Потянулись долгие секунды. Затем из леса сверкнул солнечный блик, дотянулся до середины поляны, замер и так внезапно обрел форму, что Тео чуть не ахнул.
Это был олень, огромный белый самец с рогами, как два выточенных из кости голых дерева. Его влажные темные глаза смотрели прямо на Тео и, казалось, видели его без труда, как ни сдерживал он дыхание и ни напрягал мускулы.
Какой красавец... Тео не мог думать ни о чем другом, пока олень стоял, горя фосфорическим светом на солнце. Потом олень сморгнул и перенесся в лес на той стороне поляны так скоро и плавно, что Тео не сразу это уловил.
Он шевельнул губами, пытаясь хоть как-то выразить восторг, вызванный этим мимолетным видением, но Кочерыжка, жужжа крыльями, снова ткнула его ножкой - на сей раз не так свирепо.

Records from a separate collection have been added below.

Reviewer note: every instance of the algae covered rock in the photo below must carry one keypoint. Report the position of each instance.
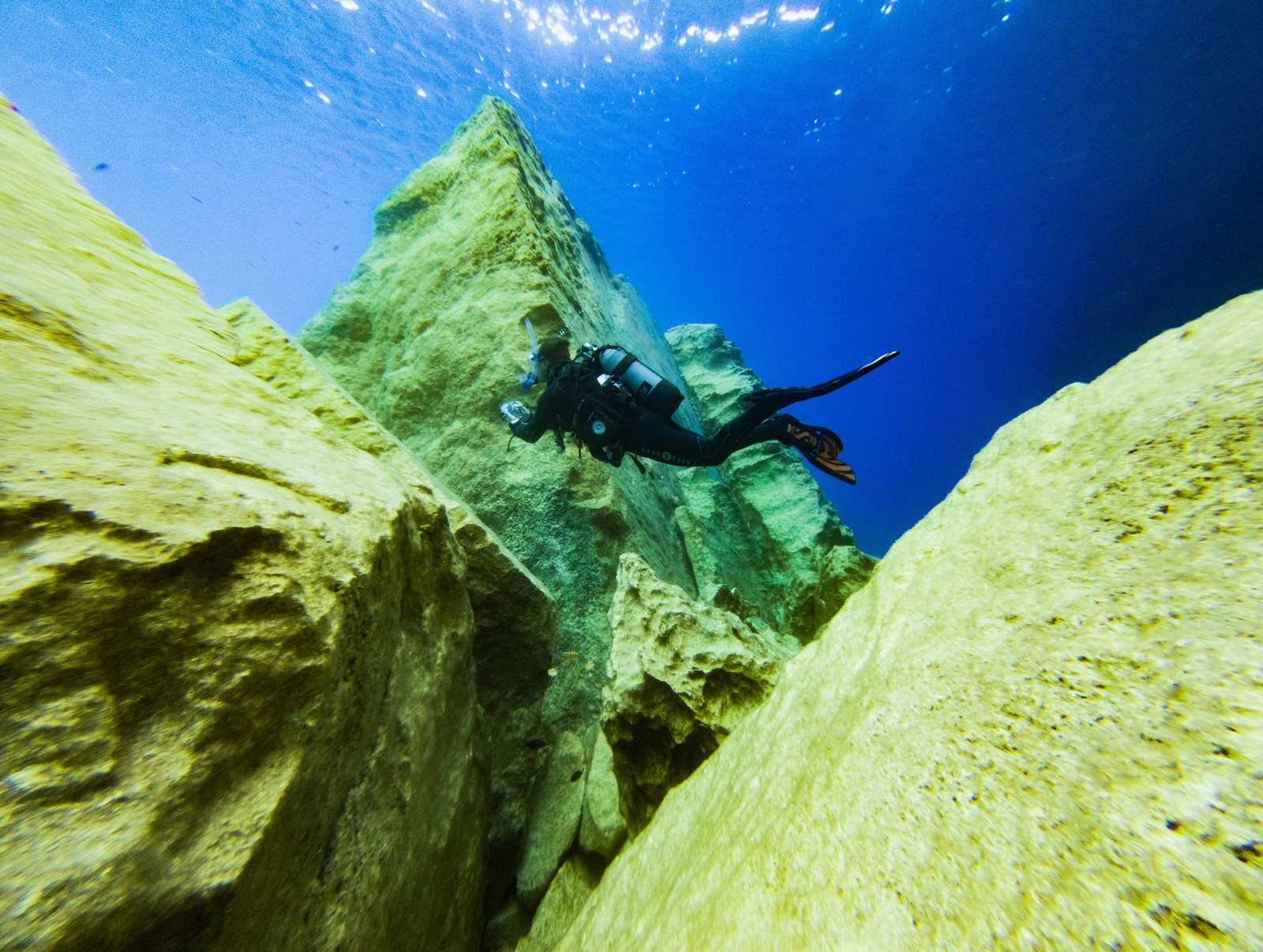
(513, 613)
(556, 808)
(239, 693)
(561, 905)
(768, 504)
(682, 676)
(1041, 722)
(603, 829)
(429, 336)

- Ш-ш-ш, - прошептала она ему в самое ухо - ему показалось даже, что он чувствует ее дыхание. Вслед за этим она, к его удивлению, запела - пискляво, но мелодично. Слов он не разбирал, но повторяющийся мотив действовал на него так сильно, что он не сразу расслышал другой звук - постоянно нарастающий, но даже на пределе не превышающий громкостью стук дождя по твердой земле.
На поляну выехали всадники.
Тео снова оцепенел, но не просто от восхищения, как это произошло с ним при виде оленя. Их было десятка два, всадников и всадниц, в костюмах, собранных как будто из самых разных времен и мест, и старинных, и современных; самые цвета их одежды постоянно менялись, как перламутр или солнце на проточной воде. Лица, красивые и гордые, казались странно лишенными возраста - любому из охотников могло быть от двадцати до сорока человеческих лет. Тео было так же трудно смотреть на них, как на здешний пейзаж сразу после прибытия. Его сознание отчаянно шарило в поисках мерок, категорий, способов как-то очеловечить эти создания, но ничего не могло найти; наездники отказывались подчиняться его привычным суждениям столь же бесповоротно, как олень, обративший его в изваяние одной лишь своей быстролетной прелестью.